Muito mais do que uma postura correta na frente do computador ou um mobiliário adequado, a ergonomia está relacionada, na sua essência, a um sentido mais amplo, à significação subjetiva que se dá ao trabalho. Em outras palavras, trata-se, segundo o especialista, de uma abordagem que leva em conta, necessariamente, a relação existente entre as pessoas e o contexto de trabalho, a própria produção, as contradições e os mecanismos individuais utilizados na mediação desse processo.
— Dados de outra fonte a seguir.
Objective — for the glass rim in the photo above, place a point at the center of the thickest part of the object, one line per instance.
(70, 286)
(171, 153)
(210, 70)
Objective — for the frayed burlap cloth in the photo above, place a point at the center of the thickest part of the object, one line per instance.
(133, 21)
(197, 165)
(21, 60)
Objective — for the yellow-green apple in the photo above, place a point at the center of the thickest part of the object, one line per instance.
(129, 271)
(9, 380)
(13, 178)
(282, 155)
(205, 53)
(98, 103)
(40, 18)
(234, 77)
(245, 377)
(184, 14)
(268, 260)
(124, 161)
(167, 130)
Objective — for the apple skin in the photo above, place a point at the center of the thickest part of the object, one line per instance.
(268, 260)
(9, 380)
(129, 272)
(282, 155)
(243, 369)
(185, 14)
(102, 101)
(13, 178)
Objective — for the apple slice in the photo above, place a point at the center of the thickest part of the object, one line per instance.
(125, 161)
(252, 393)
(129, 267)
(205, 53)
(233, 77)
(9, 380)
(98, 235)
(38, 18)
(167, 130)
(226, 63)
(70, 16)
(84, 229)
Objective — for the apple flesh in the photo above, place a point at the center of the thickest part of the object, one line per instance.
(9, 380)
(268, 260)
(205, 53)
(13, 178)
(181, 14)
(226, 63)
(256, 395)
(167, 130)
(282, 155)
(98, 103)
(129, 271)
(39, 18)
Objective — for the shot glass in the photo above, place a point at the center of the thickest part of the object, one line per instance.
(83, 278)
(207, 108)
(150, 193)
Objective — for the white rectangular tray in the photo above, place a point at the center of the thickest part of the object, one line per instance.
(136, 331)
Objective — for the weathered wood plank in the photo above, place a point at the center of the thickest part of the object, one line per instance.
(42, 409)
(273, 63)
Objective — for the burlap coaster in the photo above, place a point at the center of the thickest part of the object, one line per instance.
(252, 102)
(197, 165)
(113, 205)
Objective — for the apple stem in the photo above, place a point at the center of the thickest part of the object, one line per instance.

Isso significa dizer, por exemplo, que um ambiente marcado por assédio moral e pela pressão pelo cumprimento de metas, antigos conhecidos da categoria bancária, está fora do que rezam os preceitos da ergonomia. “O bem-estar no trabalho é o componente mais importante desse conceito. A quebra desse sentimento está na origem dos problemas enfrentados pelas pessoas afetadas por ambientes de trabalho hostis, quando a ideia de trabalho escapa ao seu conceito original”, avaliou.

Segundo ele, o trabalho se afasta da sua natureza quando, por exemplo, proporciona aborrecimentos, antipatia, aversão, desconfortos - sensações causadas principalmente pela falta de autonomia e liberdade do profissional na execução de suas tarefas. O estabelecimento, por parte das chefias, de prazos curtos e a imposição de controle do tempo também estão entre os fatores que causam esse mal-estar, explicou. 

Mário César destacou ainda que as consequências dessa ruptura são sentidas pelas empresas e pelos funcionários nas formas de ab-senteísmo, de acidentes, de lesões musculares (LER/Dort), de licenças-saúde, e no limite, de suicídio. A interligação entre condições adequadas de trabalho, por intermédio de políticas institucionais e práticas organizacionais, está na base de um ambiente saudável. “O ideal é ter como objetivo o bem-estar de todo o corpo funcional, superando a  perspectiva do economicismo, focada na remuneração. É a organização que tem que se adaptar ao perfil de quem trabalha, e não o contrário”, arrematou.